Previous to falling love with the martial arts, Dees' greatest weakness was physical fitness. Her desire to change herself and serve the country were the critical reasons to enlist in the Army.
"Before I joined the Army, I did two years in college," said Dees. "I was struggling with my studies and my health. Then one day, I walked past the recruitment office and decided to join the Army to change myself and do something for my country."
Her decision to join the Army on that day set a path for her toward combatives training. Putting herself in a position where she would have to challenge herself to meet the standards of the Army guided her to overcome her physical weakness.
After her first encounter with combatives, Dees honed her physical capabilities by studying and developing her martial arts techniques. However, despite her experiences and preparations, the Master Combatives course pushed her to her limits.
"For me the Master Combatives course was an emotional and physical roller coaster," said Dees. "There were days when you became overly-exhausted; the course itself demanded physical and mental resiliency."
During her master combatives training, Dees began her day of physical training by running laps around the gym and doing active stretching. On a typical day, when all the candidates were warmed up and ready to start the day, the course started with instruction on combination techniques.
"Each morning, we would learn techniques involving boxing, kickboxing, take-downs and tactical skills," said Dees. "Once the classes on the skills were done, we would do live-rolling until 1600 - similar to sparring matches in boxing."
"Most of what we learn during the course is very practical," continued Dees. "We learn to deal with adversaries rushing towards me or trying to kill me. We learn how to subdue them."
Eventually, four weeks of extensive training came to end.
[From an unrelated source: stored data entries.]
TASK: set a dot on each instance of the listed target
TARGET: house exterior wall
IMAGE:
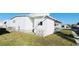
(58, 26)
(21, 24)
(45, 29)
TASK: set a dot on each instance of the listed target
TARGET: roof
(37, 17)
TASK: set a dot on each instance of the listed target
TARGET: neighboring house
(39, 24)
(58, 25)
(77, 24)
(1, 24)
(66, 26)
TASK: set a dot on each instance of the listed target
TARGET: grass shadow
(3, 31)
(66, 36)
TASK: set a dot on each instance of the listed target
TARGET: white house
(58, 25)
(40, 24)
(66, 26)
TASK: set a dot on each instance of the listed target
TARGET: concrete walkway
(76, 37)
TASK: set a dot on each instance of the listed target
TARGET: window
(41, 23)
(13, 21)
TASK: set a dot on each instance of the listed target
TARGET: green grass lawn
(24, 39)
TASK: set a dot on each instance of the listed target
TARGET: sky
(65, 18)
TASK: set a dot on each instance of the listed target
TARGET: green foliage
(24, 39)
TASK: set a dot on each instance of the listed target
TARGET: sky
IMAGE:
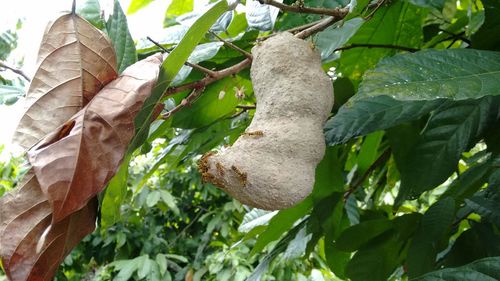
(35, 15)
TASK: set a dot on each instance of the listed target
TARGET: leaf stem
(195, 66)
(336, 12)
(231, 45)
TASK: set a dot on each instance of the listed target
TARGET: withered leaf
(75, 61)
(25, 222)
(75, 162)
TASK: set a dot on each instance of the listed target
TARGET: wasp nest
(272, 165)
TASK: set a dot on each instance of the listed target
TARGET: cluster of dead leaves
(77, 126)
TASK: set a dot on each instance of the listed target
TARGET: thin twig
(384, 46)
(15, 70)
(380, 160)
(185, 102)
(246, 107)
(231, 45)
(336, 12)
(209, 80)
(370, 15)
(195, 66)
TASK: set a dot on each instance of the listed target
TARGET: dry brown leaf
(75, 162)
(25, 218)
(75, 60)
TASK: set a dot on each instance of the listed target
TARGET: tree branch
(380, 160)
(384, 46)
(195, 66)
(337, 12)
(208, 80)
(15, 70)
(231, 45)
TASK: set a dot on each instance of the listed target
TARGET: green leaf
(280, 247)
(405, 87)
(120, 36)
(162, 262)
(91, 11)
(480, 241)
(153, 198)
(437, 4)
(136, 5)
(177, 8)
(377, 260)
(280, 223)
(450, 131)
(169, 200)
(431, 74)
(218, 100)
(487, 269)
(360, 234)
(254, 218)
(10, 94)
(336, 36)
(396, 23)
(488, 36)
(260, 16)
(371, 114)
(171, 66)
(430, 237)
(114, 195)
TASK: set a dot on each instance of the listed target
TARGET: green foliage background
(409, 185)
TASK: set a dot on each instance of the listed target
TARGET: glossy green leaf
(487, 269)
(377, 260)
(450, 131)
(431, 74)
(396, 23)
(336, 36)
(480, 241)
(91, 11)
(254, 218)
(488, 36)
(437, 4)
(171, 66)
(280, 223)
(136, 5)
(428, 240)
(358, 235)
(120, 36)
(405, 87)
(364, 116)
At the end of the course, only two candidates within her weight class were eligible to become the honor graduate of the light-weight class.
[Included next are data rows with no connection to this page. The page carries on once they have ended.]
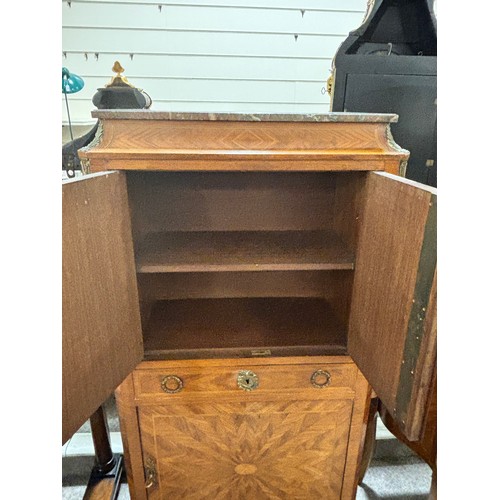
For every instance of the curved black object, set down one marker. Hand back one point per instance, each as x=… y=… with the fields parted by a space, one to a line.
x=117 y=97
x=389 y=65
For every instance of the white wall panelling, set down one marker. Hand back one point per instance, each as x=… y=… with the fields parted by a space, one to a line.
x=238 y=55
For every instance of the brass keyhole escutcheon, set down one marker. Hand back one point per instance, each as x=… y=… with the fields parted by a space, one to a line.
x=247 y=380
x=171 y=384
x=320 y=379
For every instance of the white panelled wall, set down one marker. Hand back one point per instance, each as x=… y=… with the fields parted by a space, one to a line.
x=209 y=55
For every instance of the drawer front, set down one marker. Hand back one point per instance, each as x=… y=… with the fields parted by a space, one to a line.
x=245 y=381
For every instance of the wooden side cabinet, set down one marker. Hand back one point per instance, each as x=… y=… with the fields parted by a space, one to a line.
x=282 y=270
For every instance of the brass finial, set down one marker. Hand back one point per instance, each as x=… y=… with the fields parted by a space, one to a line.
x=118 y=80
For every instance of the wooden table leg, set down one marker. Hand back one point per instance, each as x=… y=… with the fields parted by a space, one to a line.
x=369 y=445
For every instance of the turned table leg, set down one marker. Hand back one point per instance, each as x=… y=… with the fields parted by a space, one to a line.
x=369 y=445
x=106 y=475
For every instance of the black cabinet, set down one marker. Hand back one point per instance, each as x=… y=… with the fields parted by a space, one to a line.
x=388 y=65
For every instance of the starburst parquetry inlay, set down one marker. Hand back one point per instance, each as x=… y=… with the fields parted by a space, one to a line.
x=248 y=451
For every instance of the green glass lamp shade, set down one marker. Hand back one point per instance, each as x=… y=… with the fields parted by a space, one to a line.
x=71 y=83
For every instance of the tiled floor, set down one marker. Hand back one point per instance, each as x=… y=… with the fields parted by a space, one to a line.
x=395 y=473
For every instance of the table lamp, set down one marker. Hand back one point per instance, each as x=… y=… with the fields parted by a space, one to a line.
x=71 y=84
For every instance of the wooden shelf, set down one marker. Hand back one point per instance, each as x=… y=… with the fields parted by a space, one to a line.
x=208 y=328
x=219 y=251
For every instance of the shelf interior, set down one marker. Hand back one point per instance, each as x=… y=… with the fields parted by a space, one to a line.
x=219 y=251
x=243 y=327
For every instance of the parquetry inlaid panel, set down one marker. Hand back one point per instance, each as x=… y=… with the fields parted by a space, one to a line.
x=247 y=451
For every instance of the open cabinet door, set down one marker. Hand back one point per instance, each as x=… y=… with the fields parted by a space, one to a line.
x=101 y=338
x=392 y=327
"The final day was quite similar to other normal days. We worked on combinations and light sparring," said Dees. "Once tactical exercises were finished, we took five minutes of break before the 'Pankration Round.'"
The "Pankration Round" is a type of sparring match which allows open hand slaps to the face with punches, kicks and take-downs to the body. The results of the "Pankration Round" and the cumulative test scores during the four week's course decides which candidate has the best combatives skills and ability to demonstrate combative techniques.
When the results came in on the final day of the course, Dees was the last woman standing. Her resilience to endure the intense training and willingness to learn difficult techniques earned her the honor graduate designation.
"I thought to myself: 'If I can maintain a mindset of pushing towards the goal I can get through,'" said Dees. "Every day I train, I get better. Every day I train my resiliency gets better. For me, completing the course to the end has been a great self-confidence boost."
Shortly after her graduation from the master Combatives course at Fort Benning, Georgia, Dees returned to Camp Casey to resume her duty as a medical noncommissioned officer of the "Thunder" Brigade. She also teaches basic combatives techniques to Soldiers who did not have the opportunity to practice martial arts otherwise.
"Teaching Soldiers is such a rewarding experience. I love taking Soldiers who know nothing about martial arts and teaching them techniques that will one day protect them," said Dees. "It makes me feel safe, because if something bad happens to them, I know they are going to be fine using the techniques I taught them."
Discovering combatives and martial arts has changed Dees' life for the better. Challenges come to people in different ways. It can vary from problems that they face suddenly, or weaknesses that they have tried to defeat for a long time. However, having to push through the obstacles is the key to changing one's own life and in turn, positively affecting the lives of others.